Placement rétroactif à la retraite dans la fonction publique : ce que dit le Conseil d'État
Un employeur public peut-il placer un agent rétroactivement en retraite d'office pour invalidité ? Par une décision du 3 mars 2026, le Conseil d'État apporte une précision importante quant aux conditions dans lesquelles un fonctionnaire territorial peut être admis à la retraite d'office pour invalidité, en particulier lorsque l'administration entend assortir cette décision d'un effet rétroactif.
Une décision tardive et rétroactive : les faits
Une fonctionnaire territoriale, reconnue définitivement inapte à toute fonction par la commission de réforme (désormais conseil médical), avait été maintenue en disponibilité d'office, avec perception d'un demi-traitement.
Ce n'est qu'un an et demi plus tard que l'administration décide de la placer en retraite d'office pour invalidité, en fixant rétroactivement la date de cette décision à celle de l'avis d'inaptitude.
Conséquence : un trop-perçu de rémunération est constitué, dont l'administration demande le remboursement via un titre exécutoire, contesté par l'intéressée.
Si les juges du fond lui donnent raison pour des motifs procéduraux, la question de la légalité de la rétroactivité est portée devant le juge de cassation.
Le principe d'interdiction de rétroactivité des décisions administratives
Un principe classique rappelé par le Conseil d'État
Le Conseil d'État rappelle d'abord un principe classique : les décisions administratives ne peuvent, en principe, être rétroactives.
Une exception est toutefois admise, notamment lorsque la rétroactivité vise à régulariser la situation administrative d'un agent (Conseil d'État, 8 février 1984, n° 43091).
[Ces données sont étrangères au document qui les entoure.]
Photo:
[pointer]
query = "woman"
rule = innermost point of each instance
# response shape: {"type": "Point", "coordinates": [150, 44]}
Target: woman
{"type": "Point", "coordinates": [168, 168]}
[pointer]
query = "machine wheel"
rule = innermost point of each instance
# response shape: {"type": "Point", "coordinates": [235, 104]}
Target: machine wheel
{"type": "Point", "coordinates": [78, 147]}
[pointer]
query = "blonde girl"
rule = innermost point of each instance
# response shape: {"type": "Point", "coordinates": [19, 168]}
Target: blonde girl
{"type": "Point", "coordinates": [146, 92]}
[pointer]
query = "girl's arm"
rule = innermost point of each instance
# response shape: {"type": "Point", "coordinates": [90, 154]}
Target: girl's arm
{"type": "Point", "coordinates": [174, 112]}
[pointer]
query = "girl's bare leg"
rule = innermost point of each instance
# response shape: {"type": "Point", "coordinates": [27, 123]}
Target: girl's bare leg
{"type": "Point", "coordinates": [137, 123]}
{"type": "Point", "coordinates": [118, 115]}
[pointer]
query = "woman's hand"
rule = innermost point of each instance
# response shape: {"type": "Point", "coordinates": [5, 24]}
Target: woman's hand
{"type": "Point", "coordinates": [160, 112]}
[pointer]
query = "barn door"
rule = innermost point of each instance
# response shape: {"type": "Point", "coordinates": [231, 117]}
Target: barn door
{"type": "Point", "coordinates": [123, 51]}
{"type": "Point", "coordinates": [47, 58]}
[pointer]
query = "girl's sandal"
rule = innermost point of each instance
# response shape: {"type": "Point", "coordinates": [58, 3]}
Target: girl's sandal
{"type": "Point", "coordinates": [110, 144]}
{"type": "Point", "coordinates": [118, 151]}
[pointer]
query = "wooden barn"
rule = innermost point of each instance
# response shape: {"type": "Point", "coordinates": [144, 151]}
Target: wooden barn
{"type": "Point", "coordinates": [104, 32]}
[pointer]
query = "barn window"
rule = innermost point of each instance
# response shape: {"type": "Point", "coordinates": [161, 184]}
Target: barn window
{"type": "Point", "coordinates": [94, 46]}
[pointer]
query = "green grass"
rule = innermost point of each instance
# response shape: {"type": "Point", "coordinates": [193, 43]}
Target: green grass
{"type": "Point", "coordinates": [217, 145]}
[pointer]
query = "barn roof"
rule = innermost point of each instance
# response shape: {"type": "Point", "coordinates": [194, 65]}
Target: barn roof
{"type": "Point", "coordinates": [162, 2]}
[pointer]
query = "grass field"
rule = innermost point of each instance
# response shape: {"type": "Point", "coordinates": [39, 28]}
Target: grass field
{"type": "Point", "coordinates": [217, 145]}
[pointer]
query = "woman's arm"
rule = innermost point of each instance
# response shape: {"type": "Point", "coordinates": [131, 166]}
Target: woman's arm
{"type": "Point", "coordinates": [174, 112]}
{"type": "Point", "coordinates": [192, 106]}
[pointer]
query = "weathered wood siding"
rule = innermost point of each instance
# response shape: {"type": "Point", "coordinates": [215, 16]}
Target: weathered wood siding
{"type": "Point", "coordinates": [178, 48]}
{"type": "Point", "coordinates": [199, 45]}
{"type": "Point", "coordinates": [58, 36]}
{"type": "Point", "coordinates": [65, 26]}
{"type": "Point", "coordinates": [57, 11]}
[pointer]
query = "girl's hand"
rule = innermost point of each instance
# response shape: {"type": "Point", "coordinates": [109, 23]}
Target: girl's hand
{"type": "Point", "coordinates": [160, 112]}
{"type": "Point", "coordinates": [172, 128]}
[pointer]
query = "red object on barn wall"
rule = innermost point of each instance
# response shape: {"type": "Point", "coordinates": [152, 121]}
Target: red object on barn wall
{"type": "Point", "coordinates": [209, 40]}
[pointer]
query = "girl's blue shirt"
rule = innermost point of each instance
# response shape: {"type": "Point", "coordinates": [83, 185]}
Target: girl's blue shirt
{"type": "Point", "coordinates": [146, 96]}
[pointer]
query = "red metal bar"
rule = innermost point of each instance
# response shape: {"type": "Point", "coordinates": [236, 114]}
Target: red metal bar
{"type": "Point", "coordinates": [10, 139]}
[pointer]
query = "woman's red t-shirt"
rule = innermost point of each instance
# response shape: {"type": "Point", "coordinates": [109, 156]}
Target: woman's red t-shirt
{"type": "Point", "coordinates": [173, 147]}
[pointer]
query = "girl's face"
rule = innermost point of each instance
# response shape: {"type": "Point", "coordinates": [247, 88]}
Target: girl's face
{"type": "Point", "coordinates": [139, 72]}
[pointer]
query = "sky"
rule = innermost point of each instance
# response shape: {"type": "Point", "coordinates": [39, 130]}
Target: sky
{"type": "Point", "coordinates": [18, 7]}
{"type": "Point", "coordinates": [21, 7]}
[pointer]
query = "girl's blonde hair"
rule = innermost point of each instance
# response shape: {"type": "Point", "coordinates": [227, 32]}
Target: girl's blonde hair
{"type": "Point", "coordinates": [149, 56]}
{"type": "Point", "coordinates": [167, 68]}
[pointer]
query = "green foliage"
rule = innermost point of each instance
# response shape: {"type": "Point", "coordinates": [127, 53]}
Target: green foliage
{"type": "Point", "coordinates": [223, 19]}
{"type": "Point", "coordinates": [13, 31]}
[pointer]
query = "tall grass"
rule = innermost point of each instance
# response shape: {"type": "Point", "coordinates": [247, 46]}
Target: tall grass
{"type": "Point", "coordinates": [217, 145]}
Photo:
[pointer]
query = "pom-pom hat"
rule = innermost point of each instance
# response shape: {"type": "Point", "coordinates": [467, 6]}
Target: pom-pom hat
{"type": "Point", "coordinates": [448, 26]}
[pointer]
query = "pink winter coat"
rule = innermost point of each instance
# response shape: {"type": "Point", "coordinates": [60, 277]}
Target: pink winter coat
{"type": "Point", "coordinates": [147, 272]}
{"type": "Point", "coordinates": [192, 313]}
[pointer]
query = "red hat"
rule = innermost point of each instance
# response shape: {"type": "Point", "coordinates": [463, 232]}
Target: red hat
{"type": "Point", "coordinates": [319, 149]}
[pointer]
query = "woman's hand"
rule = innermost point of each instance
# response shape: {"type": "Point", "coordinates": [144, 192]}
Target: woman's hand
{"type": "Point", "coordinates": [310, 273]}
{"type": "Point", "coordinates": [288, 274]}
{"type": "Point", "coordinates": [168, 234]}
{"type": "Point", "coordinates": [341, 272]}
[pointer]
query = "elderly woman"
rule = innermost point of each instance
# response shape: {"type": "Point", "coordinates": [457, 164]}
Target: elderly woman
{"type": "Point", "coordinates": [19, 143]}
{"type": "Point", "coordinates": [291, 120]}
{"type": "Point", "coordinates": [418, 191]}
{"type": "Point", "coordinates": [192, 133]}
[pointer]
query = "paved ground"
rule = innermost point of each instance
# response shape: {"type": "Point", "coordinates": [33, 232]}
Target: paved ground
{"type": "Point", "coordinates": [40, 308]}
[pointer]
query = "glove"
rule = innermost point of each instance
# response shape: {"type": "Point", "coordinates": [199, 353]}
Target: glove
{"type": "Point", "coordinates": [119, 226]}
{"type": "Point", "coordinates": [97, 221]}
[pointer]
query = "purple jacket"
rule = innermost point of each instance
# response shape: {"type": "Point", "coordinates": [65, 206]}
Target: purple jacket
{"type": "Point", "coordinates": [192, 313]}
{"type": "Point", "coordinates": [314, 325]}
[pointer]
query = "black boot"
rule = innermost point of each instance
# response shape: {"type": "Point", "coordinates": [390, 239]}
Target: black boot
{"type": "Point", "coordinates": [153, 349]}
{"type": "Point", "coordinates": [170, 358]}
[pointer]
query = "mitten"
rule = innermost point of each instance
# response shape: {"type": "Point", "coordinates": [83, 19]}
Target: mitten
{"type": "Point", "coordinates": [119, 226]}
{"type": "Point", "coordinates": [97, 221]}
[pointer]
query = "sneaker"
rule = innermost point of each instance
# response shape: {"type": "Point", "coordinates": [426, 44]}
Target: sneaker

Mais encore faut-il que cette rétroactivité soit strictement nécessaire et juridiquement fondée…
L'inaptitude définitive ne suffit pas à imposer une retraite immédiate
La censure de la Cour administrative d'appel
En l'espèce, la cour administrative d'appel avait admis la légalité de la rétroactivité en considérant que l'agent, définitivement inapte, ne pouvait plus être maintenu en disponibilité d'office.
Le Conseil d'État censure cette analyse et pose une règle claire : l'inaptitude définitive à toute fonction ne contraint pas l'administration à prononcer immédiatement la mise à la retraite d'office.
« Si un agent public reconnu définitivement inapte à l'exercice de toute fonction […] ne peut reprendre aucun service, l'autorité compétente n'est pas pour autant tenue de l'admettre d'office à la retraite pour invalidité dès lors qu'elle peut le maintenir en disponibilité d'office aussi longtemps qu'il n'a pas épuisé ses droits à être placé dans cette position. »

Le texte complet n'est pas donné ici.